Gegen Putin demonstriert Katia 2001 zum ersten Mal. Er macht damals die Zeitung, für die sie erst ein Jahr arbeitet, dicht. «Es war sein erstes Jahr als Präsident!» Bei «Nowaja Gaseta» stösst die Journalistin zum Investigativ-Team. Sie deckt einen Korruptionsfall um illegale Fischerei und roten Kaviar auf, darin verwickelt sind staatliche Stellen. Als ihr Artikel publiziert wird, lädt sie die Fischereibehörde vor. «Der Chef, ein fieser Mafia-Typ, versuchte, mich einzuschüchtern.» Katias Chef hatte seiner jungen Reporterin vorsichtshalber einen Kollegen mitgeschickt.
Als nicht weniger gefährlich erweist sich ihre Recherche im Kusbass, dem grössten Kohlerevier Sibiriens.
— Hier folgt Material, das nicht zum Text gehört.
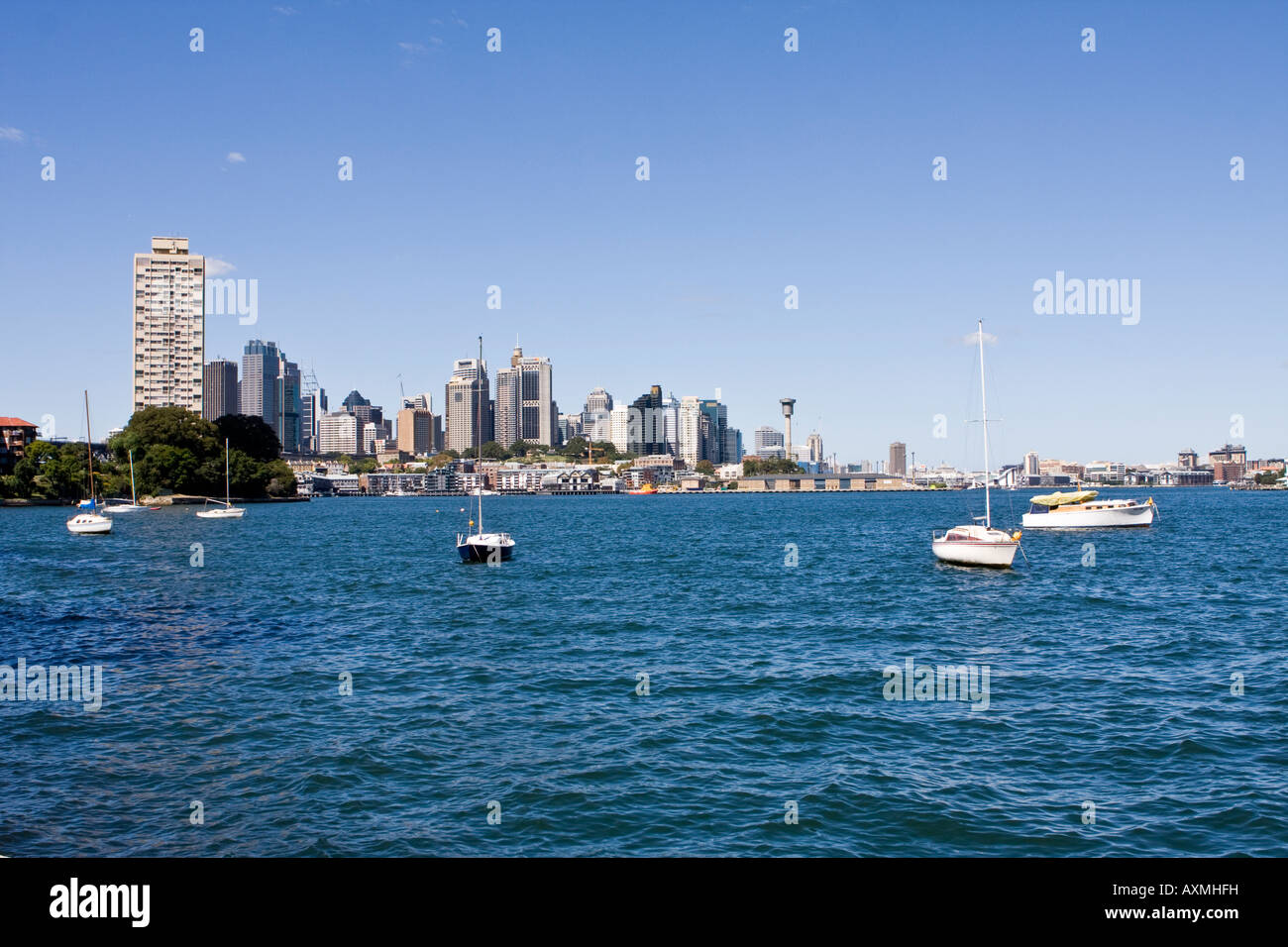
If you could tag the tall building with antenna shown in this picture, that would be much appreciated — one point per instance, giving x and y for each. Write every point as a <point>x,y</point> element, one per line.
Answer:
<point>168,326</point>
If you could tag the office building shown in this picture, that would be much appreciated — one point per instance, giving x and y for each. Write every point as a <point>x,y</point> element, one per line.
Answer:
<point>898,466</point>
<point>259,386</point>
<point>814,447</point>
<point>717,423</point>
<point>695,429</point>
<point>339,433</point>
<point>417,432</point>
<point>507,406</point>
<point>769,442</point>
<point>219,389</point>
<point>536,397</point>
<point>597,399</point>
<point>648,424</point>
<point>467,407</point>
<point>619,428</point>
<point>168,326</point>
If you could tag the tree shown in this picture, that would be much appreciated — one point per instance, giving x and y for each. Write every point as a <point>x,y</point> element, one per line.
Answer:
<point>175,427</point>
<point>576,447</point>
<point>752,467</point>
<point>252,436</point>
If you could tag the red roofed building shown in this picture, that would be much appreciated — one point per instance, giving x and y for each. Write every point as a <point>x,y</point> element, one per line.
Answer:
<point>14,437</point>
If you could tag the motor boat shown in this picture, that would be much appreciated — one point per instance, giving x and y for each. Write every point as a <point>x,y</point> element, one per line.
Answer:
<point>1082,510</point>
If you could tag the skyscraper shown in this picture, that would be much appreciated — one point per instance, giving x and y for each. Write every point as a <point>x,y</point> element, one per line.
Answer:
<point>536,397</point>
<point>671,424</point>
<point>468,408</point>
<point>507,406</point>
<point>898,459</point>
<point>339,433</point>
<point>259,388</point>
<point>648,423</point>
<point>417,431</point>
<point>733,446</point>
<point>288,407</point>
<point>599,399</point>
<point>219,389</point>
<point>815,447</point>
<point>691,429</point>
<point>312,407</point>
<point>769,442</point>
<point>168,325</point>
<point>717,416</point>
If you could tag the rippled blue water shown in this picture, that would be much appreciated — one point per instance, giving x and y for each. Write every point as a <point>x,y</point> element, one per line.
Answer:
<point>1109,684</point>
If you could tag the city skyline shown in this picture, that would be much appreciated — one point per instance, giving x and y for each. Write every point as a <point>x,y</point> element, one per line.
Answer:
<point>761,176</point>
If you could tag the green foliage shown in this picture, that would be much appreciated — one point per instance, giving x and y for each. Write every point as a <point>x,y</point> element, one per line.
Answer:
<point>772,466</point>
<point>54,472</point>
<point>174,450</point>
<point>576,447</point>
<point>252,436</point>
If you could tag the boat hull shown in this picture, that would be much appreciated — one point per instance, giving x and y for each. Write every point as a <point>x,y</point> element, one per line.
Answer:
<point>992,554</point>
<point>222,514</point>
<point>480,549</point>
<point>89,525</point>
<point>1140,514</point>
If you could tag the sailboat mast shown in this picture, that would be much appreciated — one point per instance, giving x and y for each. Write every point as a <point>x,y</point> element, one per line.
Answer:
<point>89,449</point>
<point>478,431</point>
<point>983,401</point>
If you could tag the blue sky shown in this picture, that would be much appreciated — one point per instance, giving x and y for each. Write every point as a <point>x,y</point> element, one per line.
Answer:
<point>767,169</point>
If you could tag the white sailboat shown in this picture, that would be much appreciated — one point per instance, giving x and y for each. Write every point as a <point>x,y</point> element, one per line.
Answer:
<point>133,505</point>
<point>978,544</point>
<point>483,547</point>
<point>1080,509</point>
<point>227,510</point>
<point>89,521</point>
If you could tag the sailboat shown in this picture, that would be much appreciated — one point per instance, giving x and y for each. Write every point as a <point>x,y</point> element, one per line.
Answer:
<point>133,505</point>
<point>978,544</point>
<point>228,510</point>
<point>483,547</point>
<point>89,521</point>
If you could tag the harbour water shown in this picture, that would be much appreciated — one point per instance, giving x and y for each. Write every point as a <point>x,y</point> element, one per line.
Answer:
<point>516,690</point>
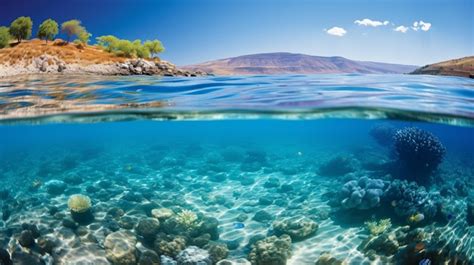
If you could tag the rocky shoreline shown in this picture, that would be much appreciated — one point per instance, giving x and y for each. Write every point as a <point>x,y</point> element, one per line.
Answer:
<point>48,64</point>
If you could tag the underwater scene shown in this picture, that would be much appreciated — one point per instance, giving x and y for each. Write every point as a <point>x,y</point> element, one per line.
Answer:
<point>265,170</point>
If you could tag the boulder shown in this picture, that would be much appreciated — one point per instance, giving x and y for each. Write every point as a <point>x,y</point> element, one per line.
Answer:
<point>193,256</point>
<point>120,248</point>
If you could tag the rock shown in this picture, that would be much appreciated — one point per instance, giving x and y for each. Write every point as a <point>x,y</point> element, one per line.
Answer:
<point>296,229</point>
<point>5,257</point>
<point>170,247</point>
<point>148,228</point>
<point>470,213</point>
<point>217,252</point>
<point>193,256</point>
<point>69,223</point>
<point>120,248</point>
<point>240,261</point>
<point>327,259</point>
<point>26,239</point>
<point>271,251</point>
<point>162,213</point>
<point>210,225</point>
<point>55,187</point>
<point>46,244</point>
<point>384,244</point>
<point>165,260</point>
<point>149,258</point>
<point>262,216</point>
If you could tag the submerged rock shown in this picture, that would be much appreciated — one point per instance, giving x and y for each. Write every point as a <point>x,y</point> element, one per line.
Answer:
<point>120,248</point>
<point>55,187</point>
<point>262,216</point>
<point>26,239</point>
<point>148,228</point>
<point>271,251</point>
<point>296,229</point>
<point>193,256</point>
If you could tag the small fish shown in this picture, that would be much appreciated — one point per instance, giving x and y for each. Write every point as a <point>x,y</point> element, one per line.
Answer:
<point>419,247</point>
<point>425,262</point>
<point>394,203</point>
<point>416,218</point>
<point>239,225</point>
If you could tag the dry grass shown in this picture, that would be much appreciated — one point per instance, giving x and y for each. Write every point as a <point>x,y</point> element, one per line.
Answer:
<point>69,53</point>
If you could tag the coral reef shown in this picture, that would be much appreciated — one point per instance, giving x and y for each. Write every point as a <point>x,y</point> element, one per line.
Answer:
<point>337,166</point>
<point>271,251</point>
<point>408,199</point>
<point>80,207</point>
<point>419,153</point>
<point>364,193</point>
<point>296,229</point>
<point>376,228</point>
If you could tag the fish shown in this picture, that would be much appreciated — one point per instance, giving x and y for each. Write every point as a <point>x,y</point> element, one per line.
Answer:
<point>418,217</point>
<point>425,262</point>
<point>239,225</point>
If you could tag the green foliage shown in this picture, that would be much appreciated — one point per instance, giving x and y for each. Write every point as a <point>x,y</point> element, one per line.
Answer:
<point>21,28</point>
<point>375,228</point>
<point>48,30</point>
<point>127,48</point>
<point>108,42</point>
<point>4,37</point>
<point>74,28</point>
<point>154,46</point>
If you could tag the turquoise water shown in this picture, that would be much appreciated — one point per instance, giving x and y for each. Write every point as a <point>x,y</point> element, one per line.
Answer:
<point>251,169</point>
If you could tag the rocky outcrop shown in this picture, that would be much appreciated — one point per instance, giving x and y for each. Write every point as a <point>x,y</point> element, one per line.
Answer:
<point>48,64</point>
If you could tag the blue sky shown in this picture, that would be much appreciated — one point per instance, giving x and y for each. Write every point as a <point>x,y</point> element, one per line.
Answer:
<point>199,30</point>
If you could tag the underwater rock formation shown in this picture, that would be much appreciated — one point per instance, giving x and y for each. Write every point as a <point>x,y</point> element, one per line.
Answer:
<point>296,229</point>
<point>80,207</point>
<point>419,153</point>
<point>337,166</point>
<point>408,199</point>
<point>271,251</point>
<point>383,134</point>
<point>193,255</point>
<point>364,193</point>
<point>120,248</point>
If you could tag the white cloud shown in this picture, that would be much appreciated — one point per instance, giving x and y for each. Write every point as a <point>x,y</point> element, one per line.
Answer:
<point>372,23</point>
<point>336,31</point>
<point>401,29</point>
<point>425,26</point>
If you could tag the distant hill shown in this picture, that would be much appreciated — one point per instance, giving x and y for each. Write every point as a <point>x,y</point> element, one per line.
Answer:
<point>458,67</point>
<point>293,63</point>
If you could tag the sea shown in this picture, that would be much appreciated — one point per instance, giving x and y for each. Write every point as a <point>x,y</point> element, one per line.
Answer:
<point>266,170</point>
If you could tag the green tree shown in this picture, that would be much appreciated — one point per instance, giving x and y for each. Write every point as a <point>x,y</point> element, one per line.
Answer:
<point>154,46</point>
<point>140,50</point>
<point>21,28</point>
<point>74,28</point>
<point>48,30</point>
<point>108,42</point>
<point>4,37</point>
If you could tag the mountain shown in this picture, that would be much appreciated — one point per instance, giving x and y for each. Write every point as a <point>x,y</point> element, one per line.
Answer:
<point>458,67</point>
<point>293,63</point>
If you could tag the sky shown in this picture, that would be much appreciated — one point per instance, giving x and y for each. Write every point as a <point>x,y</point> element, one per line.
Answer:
<point>193,31</point>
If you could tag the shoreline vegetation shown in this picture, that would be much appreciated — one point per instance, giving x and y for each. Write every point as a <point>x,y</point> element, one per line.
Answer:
<point>20,54</point>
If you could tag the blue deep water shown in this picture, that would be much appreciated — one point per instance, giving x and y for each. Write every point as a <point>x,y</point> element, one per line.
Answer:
<point>260,169</point>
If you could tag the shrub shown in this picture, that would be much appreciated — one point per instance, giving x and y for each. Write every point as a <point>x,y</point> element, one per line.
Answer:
<point>48,30</point>
<point>4,37</point>
<point>74,28</point>
<point>21,28</point>
<point>126,48</point>
<point>154,46</point>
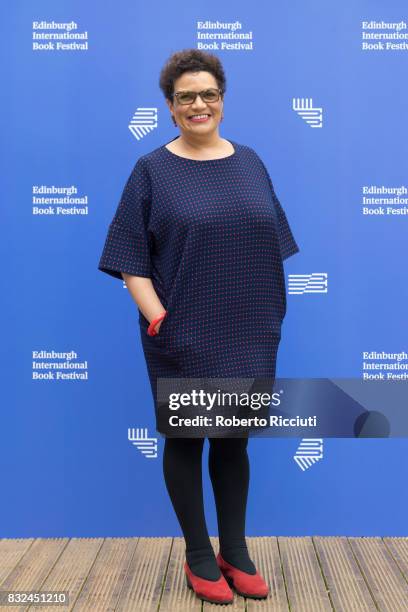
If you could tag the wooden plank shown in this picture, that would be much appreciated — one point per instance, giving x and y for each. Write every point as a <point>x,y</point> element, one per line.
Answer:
<point>11,551</point>
<point>304,582</point>
<point>70,571</point>
<point>33,568</point>
<point>264,553</point>
<point>347,587</point>
<point>398,547</point>
<point>385,581</point>
<point>176,595</point>
<point>106,576</point>
<point>143,584</point>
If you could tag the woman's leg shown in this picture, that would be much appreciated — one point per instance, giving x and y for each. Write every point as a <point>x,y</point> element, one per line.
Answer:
<point>228,465</point>
<point>182,467</point>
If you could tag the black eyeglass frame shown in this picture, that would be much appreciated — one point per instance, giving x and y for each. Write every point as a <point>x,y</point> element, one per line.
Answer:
<point>198,93</point>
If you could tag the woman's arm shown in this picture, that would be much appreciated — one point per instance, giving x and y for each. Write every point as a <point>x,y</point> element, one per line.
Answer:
<point>142,291</point>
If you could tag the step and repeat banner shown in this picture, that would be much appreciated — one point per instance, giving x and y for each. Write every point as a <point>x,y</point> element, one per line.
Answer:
<point>319,92</point>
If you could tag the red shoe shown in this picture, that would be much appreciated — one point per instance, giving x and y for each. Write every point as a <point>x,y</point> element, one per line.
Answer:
<point>215,591</point>
<point>247,585</point>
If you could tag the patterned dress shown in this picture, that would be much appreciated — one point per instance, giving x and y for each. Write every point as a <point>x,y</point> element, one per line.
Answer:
<point>212,236</point>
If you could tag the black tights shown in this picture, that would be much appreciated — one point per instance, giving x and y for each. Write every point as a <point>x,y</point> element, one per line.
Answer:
<point>228,465</point>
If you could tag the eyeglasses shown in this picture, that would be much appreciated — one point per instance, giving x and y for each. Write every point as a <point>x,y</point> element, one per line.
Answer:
<point>207,95</point>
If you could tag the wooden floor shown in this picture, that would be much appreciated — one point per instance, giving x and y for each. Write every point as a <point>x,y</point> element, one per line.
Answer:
<point>144,574</point>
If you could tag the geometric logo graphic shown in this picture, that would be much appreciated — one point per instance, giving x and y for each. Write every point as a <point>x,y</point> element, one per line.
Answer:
<point>309,451</point>
<point>307,283</point>
<point>312,115</point>
<point>146,445</point>
<point>143,121</point>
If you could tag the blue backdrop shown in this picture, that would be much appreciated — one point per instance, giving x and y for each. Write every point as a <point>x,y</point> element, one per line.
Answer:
<point>68,465</point>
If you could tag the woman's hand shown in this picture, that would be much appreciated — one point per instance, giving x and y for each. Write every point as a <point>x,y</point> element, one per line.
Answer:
<point>142,291</point>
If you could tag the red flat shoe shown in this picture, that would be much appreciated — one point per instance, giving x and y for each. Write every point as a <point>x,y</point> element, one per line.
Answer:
<point>214,591</point>
<point>247,585</point>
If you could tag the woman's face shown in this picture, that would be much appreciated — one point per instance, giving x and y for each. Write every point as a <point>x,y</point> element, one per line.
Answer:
<point>183,113</point>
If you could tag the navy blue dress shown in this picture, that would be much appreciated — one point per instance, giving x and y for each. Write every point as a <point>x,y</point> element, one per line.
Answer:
<point>211,235</point>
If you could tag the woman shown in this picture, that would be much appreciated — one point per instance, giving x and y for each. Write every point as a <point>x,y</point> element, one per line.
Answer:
<point>199,237</point>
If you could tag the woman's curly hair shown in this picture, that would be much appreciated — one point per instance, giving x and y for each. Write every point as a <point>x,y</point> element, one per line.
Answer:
<point>190,60</point>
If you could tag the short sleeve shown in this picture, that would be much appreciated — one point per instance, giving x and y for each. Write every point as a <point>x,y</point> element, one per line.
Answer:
<point>287,242</point>
<point>127,246</point>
Als 150 Bergleute bei einer Explosion tödlich verunglücken, reist die Reporterin hin, um die Witwen zu interviewen. «Sie waren enttäuscht. Weder das Unternehmen noch die Behörden kümmerten sich. Es war unmenschlich, was sie erlebten. Ich war die Erste, die zuhörte, mit ihnen sprach», erinnert sich Katia. Als die Frauen von ihren Liebsten erzählen, fühlt sich Katia mehr als Psychologin denn als Journalistin.
Irgendwann rücken Sicherheitsleute des Bergbauunternehmens an, um die Journalistin beiseitezuschaffen. Doch Katia erfährt die Solidarität der Frauen. «150 von ihnen bildeten einen Schutzschild um mich herum, führten mich sicher vom Werksgelände – und ich entkam der Gefahr.»
Nicht alle, die für «Nowaja Gaseta» arbeiten, haben so viel Glück. Katias erster Chef in der Investigativ-Abteilung, Juri Schtschekotschichin, stirbt 2003 unter mysteriösen Umständen. Medien sprechen damals von einer möglichen Vergiftung. Juris Foto ist eins von sechs, die im Konferenzzimmer der Zeitung an bisher getötete Kolleginnen und Kollegen erinnern.
In der Schweiz fühlt sich Katia sicher. Sie ist in Schaffhausen der Liebe wegen. Ihren Mann Daniel, 45, ebenfalls Journalist, lernt sie vor über drei Jahren in Thailand kennen. Er erobert ihr Herz. Das einer Frau, die von sich sagt: «Ich bin eine Russin mit gebrochenem Herzen.» Doch daran trägt ein anderer Schuld. Sein Name: Wladimir Putin.